Skygazers are set for some celestial fireworks as Earth passes through an area of space “littered” with the debris of Halley’s Comet.
The Orionid meteor is active throughout October, but is expected to peak at around 11.30pm on October 21, producing 20 or so meteors every hour.
Most people across the UK will get the chance to view the phenomenon, the weather forecasters have predicted.
According to the Met Office, there will be a ridge of high pressure across the UK on Monday evening, producing dry weather and clear skies for most.
While some in the far north west and far south east of the country may have some clouds to contend with, most will get a good view.
The phenomenon gets its name from the Orion constellation – which is one of the brightest groups of stars in the sky.

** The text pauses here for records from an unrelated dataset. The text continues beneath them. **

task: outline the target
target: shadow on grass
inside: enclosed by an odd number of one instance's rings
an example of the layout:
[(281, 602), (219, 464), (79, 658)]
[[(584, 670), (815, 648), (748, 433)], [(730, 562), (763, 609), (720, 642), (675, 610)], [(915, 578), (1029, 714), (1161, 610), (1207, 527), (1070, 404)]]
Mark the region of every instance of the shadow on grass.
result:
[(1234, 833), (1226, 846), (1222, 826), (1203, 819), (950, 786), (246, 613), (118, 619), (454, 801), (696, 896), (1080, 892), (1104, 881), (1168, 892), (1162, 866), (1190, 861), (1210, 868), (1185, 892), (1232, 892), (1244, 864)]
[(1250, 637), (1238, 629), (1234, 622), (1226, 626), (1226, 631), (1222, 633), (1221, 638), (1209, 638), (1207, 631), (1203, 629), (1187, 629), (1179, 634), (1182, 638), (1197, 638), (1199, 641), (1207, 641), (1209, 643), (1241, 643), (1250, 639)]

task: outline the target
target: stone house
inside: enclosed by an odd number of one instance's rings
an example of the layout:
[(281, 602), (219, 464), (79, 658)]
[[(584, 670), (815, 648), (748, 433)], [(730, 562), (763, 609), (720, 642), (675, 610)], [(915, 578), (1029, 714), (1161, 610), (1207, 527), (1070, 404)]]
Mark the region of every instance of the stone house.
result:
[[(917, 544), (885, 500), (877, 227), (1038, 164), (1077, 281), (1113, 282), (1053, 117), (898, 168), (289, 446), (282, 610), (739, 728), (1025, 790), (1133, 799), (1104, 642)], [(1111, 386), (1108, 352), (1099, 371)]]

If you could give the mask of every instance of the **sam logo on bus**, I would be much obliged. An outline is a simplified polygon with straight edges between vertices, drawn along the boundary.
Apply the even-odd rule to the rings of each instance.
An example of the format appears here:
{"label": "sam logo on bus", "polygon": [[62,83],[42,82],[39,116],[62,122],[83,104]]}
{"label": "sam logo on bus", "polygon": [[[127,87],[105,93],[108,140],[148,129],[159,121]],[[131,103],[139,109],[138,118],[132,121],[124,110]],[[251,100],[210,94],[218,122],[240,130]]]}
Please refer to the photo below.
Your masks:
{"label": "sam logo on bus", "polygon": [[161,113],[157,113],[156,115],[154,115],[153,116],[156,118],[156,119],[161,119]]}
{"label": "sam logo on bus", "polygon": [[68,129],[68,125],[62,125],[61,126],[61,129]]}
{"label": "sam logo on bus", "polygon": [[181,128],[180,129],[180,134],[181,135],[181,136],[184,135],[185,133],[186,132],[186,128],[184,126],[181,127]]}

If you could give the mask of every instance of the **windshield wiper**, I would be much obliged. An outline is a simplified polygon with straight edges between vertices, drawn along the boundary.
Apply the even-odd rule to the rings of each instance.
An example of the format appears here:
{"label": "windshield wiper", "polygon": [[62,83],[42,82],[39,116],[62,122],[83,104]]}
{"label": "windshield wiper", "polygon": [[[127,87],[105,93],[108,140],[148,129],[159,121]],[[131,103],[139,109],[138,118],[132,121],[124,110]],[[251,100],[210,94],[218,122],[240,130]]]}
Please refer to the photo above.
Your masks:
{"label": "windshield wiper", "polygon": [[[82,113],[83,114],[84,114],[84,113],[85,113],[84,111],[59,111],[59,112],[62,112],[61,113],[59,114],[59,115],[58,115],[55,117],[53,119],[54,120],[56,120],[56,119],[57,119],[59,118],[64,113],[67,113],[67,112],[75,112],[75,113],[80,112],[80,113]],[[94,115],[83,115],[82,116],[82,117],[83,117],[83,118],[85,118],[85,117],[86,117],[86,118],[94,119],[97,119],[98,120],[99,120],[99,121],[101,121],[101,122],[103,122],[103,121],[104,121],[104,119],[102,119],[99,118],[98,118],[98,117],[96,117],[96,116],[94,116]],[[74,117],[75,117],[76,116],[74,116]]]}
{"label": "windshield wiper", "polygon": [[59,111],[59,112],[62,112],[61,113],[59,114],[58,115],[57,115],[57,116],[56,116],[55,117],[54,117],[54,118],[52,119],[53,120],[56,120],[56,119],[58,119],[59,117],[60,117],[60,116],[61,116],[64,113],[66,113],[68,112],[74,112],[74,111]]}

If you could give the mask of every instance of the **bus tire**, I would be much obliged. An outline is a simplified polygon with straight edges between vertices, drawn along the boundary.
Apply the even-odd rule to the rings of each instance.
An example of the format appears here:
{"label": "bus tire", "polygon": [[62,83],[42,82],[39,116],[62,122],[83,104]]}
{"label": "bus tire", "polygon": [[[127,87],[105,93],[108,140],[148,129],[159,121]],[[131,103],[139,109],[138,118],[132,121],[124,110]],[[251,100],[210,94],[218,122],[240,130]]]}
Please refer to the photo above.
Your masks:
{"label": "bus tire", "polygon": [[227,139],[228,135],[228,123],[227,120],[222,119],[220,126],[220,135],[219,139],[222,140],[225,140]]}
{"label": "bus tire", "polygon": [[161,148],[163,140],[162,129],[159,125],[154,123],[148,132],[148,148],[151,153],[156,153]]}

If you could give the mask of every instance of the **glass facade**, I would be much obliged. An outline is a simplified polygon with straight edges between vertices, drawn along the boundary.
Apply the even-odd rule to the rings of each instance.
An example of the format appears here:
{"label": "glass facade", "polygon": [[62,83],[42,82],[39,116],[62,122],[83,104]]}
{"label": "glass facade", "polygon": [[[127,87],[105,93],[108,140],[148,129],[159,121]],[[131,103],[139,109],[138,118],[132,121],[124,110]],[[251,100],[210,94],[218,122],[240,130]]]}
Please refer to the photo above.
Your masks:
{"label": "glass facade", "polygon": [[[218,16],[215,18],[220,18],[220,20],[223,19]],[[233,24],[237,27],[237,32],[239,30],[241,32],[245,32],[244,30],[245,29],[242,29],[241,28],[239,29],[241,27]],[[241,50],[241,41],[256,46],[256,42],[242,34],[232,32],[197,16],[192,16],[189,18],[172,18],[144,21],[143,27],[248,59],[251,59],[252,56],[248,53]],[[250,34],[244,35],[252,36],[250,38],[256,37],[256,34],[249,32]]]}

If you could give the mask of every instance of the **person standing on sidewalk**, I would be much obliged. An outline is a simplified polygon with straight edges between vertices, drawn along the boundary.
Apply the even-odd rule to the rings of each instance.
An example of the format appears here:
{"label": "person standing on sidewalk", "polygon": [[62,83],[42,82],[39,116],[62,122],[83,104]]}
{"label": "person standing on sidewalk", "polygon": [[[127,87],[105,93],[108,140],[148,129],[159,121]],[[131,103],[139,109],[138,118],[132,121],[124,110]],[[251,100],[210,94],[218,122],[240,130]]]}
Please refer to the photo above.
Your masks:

Anna Ross, an astronomer at the Royal Observatory Greenwich, told the PA news agency: “Meteors will be visible all over the sky but they will appear to originate from close to the star Betelgeuse in the constellation of Orion, which will be in the east of the sky during that peak time.”
Meteoroids from Halley’s Comet strike the Earth’s atmosphere at a speed of 148,000mph, burning up in streaking flashes of light.
Ms Ross told PA: “As both the Earth and Halley’s comet have elliptical orbits around the Sun, these two intersect twice per year.
“This causes not only the Orionids, but also the Eta Aquarids meteor shower in May.”
The Orionids will be visible in both northern and southern hemispheres until November 7.
Ms Ross said: For the best chances to spot the Orionids, find a dark area of clear sky and allow around 20 minutes to let your eyes adapt to the dark.
“It may also be advisable to lie down as you will be looking up for a long time.”